Every professional is fallible—even Product Managers! But in the world of product, the ability to polish a product from brainstorming to sales is crucial. Cognitive biases are common issues faced by PMs and their respective products. The best way to overcome these biases is by relying upon data; however, these biases often stem from a misinterpretation or misrepresentation of data. What biases are the most common, and how can Product Managers overcome them?
Cognitive Bias
“Cognitive bias” is an umbrella term for any garden-variety judgment flaw. Coined in the 1970s by psychologists Amos Tversky and Daniel Kahneman, “cognitive bias” originally applied to decision-making in economics. However, the bandwagon effect, curse of knowledge, and more have proven applicable across countless industries.
In Product Management, cognitive biases stem from the misreading of data. As eBay’s Director of Product Clémence Tiradon says, “In order to make quick decisions, the brain resorts to glasses of bias and past experiences. All humans are biased, and that’s ok.” Although Clémence graciously forgives us for our biases, PMs are responsible for analyzing data, deciphering patterns, and facilitating decisions. As such, it’s essential to understand and override cognitive biases.
The problem isn’t necessarily what data PMs are reading; it’s how they read that data. Scanning data for patterns is an excellent first step, but to avoid bias, they must dig into those patterns. What is causing them? What internal and external variables were present?
Additionally, PMs must understand that every piece of data matters. Peaks and troughs are essential, certainly, but what about plateaus? Metrics with minimal changes can reveal valuable information, even if they don’t appear visually impactful.
Survivorship Bias
Some cognitive biases are so nuanced, they have earned their own names. The survivorship bias often rears its head in the world of products, most noticeably when teams must review processes or product features.

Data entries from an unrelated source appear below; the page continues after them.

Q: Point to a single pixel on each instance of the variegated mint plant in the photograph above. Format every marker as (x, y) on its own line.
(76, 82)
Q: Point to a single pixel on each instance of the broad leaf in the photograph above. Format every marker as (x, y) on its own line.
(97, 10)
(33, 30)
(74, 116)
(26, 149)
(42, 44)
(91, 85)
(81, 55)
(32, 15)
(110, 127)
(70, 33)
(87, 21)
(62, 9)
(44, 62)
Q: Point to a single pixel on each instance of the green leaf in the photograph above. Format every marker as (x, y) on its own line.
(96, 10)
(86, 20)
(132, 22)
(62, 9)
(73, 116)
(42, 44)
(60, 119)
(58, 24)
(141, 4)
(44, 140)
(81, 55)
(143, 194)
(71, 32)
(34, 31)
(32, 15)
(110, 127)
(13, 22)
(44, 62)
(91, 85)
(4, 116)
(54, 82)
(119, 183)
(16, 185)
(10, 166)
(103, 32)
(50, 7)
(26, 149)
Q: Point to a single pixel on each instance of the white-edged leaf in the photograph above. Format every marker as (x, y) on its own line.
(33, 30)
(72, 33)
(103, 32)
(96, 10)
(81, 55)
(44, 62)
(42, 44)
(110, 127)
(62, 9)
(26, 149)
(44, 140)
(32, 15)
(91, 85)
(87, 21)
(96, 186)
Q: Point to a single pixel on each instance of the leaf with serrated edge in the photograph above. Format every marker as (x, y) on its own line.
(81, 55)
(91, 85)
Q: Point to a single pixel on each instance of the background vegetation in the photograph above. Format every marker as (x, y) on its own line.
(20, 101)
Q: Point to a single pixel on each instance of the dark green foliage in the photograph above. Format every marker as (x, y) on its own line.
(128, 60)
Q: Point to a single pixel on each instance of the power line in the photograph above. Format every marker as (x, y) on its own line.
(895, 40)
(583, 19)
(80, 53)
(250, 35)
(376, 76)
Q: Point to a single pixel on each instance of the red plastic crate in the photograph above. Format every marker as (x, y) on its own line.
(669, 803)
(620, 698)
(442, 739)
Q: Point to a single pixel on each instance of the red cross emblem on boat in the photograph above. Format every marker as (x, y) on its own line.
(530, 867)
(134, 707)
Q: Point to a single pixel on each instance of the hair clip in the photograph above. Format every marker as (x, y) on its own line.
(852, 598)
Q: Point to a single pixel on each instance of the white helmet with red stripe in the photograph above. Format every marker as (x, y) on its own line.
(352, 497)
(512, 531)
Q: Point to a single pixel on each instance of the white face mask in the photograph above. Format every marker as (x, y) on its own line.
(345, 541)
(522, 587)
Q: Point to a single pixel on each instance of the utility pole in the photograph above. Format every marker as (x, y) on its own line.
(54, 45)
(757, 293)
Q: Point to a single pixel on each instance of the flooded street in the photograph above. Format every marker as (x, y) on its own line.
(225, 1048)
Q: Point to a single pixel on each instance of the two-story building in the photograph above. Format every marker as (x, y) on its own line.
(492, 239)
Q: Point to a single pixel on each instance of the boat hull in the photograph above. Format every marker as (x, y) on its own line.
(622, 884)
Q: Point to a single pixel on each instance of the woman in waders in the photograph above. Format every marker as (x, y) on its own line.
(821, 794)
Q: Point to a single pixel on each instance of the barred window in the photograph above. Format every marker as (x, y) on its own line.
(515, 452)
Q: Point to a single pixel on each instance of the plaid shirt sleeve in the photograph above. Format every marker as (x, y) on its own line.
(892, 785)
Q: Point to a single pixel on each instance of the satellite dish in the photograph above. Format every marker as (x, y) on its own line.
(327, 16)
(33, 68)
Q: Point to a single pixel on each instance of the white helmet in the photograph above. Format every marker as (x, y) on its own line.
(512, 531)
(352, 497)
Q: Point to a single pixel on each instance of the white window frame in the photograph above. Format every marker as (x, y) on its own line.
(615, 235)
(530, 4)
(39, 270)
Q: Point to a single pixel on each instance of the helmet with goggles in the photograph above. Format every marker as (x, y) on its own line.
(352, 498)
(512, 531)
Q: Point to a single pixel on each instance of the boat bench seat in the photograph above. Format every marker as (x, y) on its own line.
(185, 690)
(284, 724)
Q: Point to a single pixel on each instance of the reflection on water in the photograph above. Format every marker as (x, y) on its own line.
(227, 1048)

As product teams travel along the product roadmap, they will inevitably make decisions that shift or shave off features. A common misconception about cutting-room floor features is that they cannot match the features that succeed. In essence, survivorship bias is believing that long-lasting features are inherently good because they have “survived” past decision-making.
This bias applies to customers, buyers, and end-users as well. Teams may focus on serving the customers that have “survived” different iterations of the product, completely overlooking potential faults that resulted in losing non-customers.
Sheana Ahlqvist, the Senior UX Researcher at Whip Media Group, writes that “survivorship bias narrows your field of vision, so that you’re making decisions based on incomplete information, ignoring key evidence from the failures and cases that don’t make it through.”
Survivorship bias overemphasizes past success, creating a misaligned frame of reference for the rest of the product’s life cycle. To move forward, Product Managers must look at everyone and everything that impacts product success. This can be achieved by examining as many data sources as possible and delving into the context behind that data.
Confirmation Bias
Confirmation bias occurs when individuals attempt to justify reasoning by exclusively seeking out sources that agree with their point of view. If a Product Manager wants to add a chat feature to their software product and seek out articles about how great it is for software to include chat features, they have fallen victim to confirmation bias.
Lauren Mullaney-Reid is MojoTech’s Product Manager. In her article on common PM biases, she re-contextualizes the Product Manager role for discussions of bias:
“As a product manager, our job is to shepherd the client’s vision to help make it a reality, and along the way make suggestions and improvements based on our research and our own experiences.”
If a Product Manager hopes to serve as a shepherd for clients’ visions, understanding a product’s shortcomings is just as valuable as understanding what the product does well. It is the PM’s responsibility to conduct thorough research, which means facing harsh truths about the software and hardware they might swear by.
Experience Bias
This bias is similar to confirmation bias, in that individuals try to justify fallacious reasoning. However, the key difference is that experience bias draws from one’s own experiences and successes to validate reasoning. For instance, if a seasoned colleague offers feedback on a product feature, attempts to fit the product to this colleague’s vision may be categorized as stemming from experience bias.
According to Freshdesk Inc. PM Saurabh Gupta, experience bias is the ultimate killer of creativity for PMs. Objectivity is key when taking feedback and outside opinions on a product. PMs must take the “grain of salt” approach while remaining open to change.
Like most things in the world of product, listening to feedback from a senior colleague requires some degree of balance. The subjective opinions of colleagues and consumers should be paired with objective data. After all, past experiences are not necessarily accurate to your niche or market.
Conclusion
Cognitive biases don’t just impact how teams use roadmaps—they change how PMs create them. Information and data are fluid, and strategy should be able to adapt. Luke Gallimore, the Head of Product Management at Nodes, describes cognitive biases as the result of “mental shortcuts.” Product Managers are less likely to recognize biases, as they take mental shortcuts and leave less room for second-guessing or doubt. Thus, PMs cannot rely solely on what they want for the product, nor can they base all decisions on what the majority wants. Product Managers must look at every iota of data to make informed decisions. That is the path to success.